Maureen Beddow, of Horsforth, recalls when her husband put his St John Ambulance training into practice and saved a boy’s life
Back in 1946, when my husband Sam was eleven years old, he joined the St John Ambulance Brigade.
Like many young lads, he admired the men in uniform who fought and won the Second World War. Not able to be a soldier, he joined St John to help others. And he got his opportunity when, after only five or six lessons, he saved a boy’s life.
Sam and his mates all had old Army bikes, passed on to them by people no longer needing them. Some had large blocks of wood on the pedals as they were too big for the lads.
One day, the gang was riding round the estate when it heard calls of dis-tress. A group of much younger lads came into view and one was really screaming and his arm and clothing were bloody.
Eyeing the situation, Sam saw a large piece of glass embedded in the boy’s wrist and someone trying to remove it. Sam took the boy to one side and tried to calm him down, saying: “The glass must not be removed”, as it was stemming the flow of blood.

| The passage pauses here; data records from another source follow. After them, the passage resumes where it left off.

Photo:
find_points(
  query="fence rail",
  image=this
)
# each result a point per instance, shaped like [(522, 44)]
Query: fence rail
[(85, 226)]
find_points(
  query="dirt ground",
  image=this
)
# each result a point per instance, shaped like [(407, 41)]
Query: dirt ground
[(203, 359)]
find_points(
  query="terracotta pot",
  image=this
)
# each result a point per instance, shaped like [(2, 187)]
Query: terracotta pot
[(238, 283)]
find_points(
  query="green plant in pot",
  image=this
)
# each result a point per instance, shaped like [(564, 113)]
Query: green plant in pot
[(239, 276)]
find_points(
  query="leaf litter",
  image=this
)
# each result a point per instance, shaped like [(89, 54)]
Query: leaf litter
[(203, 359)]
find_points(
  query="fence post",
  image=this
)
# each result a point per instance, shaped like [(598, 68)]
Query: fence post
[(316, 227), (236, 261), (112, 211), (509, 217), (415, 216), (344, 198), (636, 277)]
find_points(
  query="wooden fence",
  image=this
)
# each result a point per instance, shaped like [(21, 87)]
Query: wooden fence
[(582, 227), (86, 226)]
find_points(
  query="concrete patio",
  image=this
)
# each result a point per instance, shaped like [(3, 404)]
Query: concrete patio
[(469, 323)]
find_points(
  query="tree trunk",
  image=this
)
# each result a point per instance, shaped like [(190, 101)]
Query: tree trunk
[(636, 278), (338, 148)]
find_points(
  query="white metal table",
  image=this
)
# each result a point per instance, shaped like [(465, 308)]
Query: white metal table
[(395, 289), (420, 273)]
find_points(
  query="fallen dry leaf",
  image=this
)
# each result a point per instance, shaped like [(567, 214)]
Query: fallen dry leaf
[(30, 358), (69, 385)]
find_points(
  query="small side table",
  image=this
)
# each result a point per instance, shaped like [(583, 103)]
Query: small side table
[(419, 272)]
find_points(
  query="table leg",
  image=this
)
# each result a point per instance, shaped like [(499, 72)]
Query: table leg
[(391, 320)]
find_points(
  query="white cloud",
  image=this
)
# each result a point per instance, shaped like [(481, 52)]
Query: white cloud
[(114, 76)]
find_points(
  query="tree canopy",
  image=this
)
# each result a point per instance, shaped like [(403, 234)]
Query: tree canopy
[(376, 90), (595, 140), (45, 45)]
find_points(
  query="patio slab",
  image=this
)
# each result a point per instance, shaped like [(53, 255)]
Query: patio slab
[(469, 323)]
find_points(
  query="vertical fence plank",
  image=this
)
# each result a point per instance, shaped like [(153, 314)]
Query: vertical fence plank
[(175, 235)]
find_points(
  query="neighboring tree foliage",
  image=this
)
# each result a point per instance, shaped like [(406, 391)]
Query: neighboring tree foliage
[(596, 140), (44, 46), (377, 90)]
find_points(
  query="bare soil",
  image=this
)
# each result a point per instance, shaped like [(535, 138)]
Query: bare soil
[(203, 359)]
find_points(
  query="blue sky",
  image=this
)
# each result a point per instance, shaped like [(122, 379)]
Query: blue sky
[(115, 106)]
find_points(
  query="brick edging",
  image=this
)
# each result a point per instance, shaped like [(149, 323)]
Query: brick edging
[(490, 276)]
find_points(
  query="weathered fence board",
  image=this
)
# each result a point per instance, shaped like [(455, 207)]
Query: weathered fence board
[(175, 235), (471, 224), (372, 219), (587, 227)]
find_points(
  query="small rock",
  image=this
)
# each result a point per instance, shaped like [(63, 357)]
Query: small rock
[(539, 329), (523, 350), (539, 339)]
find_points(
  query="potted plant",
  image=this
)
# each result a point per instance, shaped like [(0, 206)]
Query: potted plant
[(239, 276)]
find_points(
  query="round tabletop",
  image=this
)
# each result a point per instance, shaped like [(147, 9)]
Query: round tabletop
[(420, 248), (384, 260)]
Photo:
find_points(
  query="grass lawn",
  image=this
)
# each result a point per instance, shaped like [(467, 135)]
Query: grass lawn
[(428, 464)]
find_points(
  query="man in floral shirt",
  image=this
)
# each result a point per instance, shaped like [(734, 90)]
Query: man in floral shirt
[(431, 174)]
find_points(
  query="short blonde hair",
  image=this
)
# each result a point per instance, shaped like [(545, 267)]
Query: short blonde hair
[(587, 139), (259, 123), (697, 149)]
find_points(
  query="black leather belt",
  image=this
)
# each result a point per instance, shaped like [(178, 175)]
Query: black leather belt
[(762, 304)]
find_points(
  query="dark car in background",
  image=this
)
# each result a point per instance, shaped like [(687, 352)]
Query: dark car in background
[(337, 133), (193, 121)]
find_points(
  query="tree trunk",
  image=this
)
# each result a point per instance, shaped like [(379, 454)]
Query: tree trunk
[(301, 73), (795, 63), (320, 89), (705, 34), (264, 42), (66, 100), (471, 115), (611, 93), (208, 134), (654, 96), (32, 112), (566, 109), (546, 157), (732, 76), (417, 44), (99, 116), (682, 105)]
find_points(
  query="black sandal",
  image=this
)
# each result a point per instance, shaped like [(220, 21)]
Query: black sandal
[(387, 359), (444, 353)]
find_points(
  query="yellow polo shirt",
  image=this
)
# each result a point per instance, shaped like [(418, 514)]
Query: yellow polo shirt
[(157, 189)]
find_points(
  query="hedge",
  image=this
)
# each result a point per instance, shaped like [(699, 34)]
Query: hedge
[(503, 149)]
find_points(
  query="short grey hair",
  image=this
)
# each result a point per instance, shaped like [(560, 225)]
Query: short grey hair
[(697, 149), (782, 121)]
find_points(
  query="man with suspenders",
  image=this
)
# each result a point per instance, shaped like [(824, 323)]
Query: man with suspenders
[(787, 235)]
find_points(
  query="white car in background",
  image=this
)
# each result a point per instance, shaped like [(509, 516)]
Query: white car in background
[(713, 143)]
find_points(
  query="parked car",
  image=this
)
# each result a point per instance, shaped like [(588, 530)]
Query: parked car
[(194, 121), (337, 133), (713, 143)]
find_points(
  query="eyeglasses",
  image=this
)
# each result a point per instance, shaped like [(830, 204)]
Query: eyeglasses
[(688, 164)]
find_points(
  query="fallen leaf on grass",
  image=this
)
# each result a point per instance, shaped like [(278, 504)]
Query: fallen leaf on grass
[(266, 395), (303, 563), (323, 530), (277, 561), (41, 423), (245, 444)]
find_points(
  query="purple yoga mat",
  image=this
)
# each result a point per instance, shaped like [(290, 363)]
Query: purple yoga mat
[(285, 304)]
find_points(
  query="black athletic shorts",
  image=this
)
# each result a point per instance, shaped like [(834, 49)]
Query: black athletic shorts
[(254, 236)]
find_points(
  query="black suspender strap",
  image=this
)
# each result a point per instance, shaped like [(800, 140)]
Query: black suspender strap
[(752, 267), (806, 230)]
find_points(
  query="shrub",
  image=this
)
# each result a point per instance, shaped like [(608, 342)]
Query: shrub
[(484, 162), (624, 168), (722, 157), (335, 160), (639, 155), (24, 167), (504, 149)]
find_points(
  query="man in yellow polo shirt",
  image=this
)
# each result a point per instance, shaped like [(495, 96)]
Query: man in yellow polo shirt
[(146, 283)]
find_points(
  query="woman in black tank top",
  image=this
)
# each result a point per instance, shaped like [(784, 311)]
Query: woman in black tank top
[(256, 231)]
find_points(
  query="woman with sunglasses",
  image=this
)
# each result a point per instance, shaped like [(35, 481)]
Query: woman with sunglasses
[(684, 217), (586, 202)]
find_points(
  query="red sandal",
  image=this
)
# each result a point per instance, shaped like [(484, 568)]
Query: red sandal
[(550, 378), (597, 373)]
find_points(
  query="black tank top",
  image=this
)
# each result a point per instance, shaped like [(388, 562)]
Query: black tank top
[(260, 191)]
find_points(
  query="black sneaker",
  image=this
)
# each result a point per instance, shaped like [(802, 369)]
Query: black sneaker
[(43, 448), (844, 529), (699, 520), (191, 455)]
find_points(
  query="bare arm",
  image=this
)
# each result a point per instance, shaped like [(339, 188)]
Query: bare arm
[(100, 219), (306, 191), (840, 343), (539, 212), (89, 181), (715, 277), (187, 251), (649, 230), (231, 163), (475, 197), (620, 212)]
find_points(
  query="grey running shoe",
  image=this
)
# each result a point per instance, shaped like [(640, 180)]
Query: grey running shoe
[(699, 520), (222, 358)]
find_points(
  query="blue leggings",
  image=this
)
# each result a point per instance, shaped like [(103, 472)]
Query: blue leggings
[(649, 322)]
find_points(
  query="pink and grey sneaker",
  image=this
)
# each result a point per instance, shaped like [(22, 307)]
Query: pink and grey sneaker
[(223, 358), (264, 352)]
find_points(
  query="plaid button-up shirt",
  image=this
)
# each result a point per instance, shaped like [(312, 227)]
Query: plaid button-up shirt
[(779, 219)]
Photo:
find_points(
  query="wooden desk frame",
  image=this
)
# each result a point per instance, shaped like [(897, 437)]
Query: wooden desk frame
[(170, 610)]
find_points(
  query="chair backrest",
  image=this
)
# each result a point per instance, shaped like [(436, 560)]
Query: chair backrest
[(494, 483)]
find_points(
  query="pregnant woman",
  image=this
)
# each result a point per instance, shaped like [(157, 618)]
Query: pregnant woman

Reaching in his saddle bag, Sam pulled out bandages and made a ring bandage from one of them. He then bound the wrist and covered the ring dressing. He had also sent a lad to ring 999 from a call box.
Very shortly, a police car arrived to sort out the problem. Asking Sam what action he had taken, the officer was amazed he had known what to do and said Sam had done a very good deed.
The boy was put in the police car and the officers took him to his home and then delivered him and his mum to A&E. The lads went home and thought no more about it. Early next day, the police came back with the boy’s mum.
The hospital had praised Sam on his quick action and his knowledge of what to do. It said he had saved the boy’s life – if the glass had been taken out he could have bled to death. The boy’s mum couldn’t thank Sam enough.
Of course, nosy neighbours said: “What’s your Sammy done wrong?” Sam’s mum responded, saying: “Oh, he just saved a boy’s life. That’s all.”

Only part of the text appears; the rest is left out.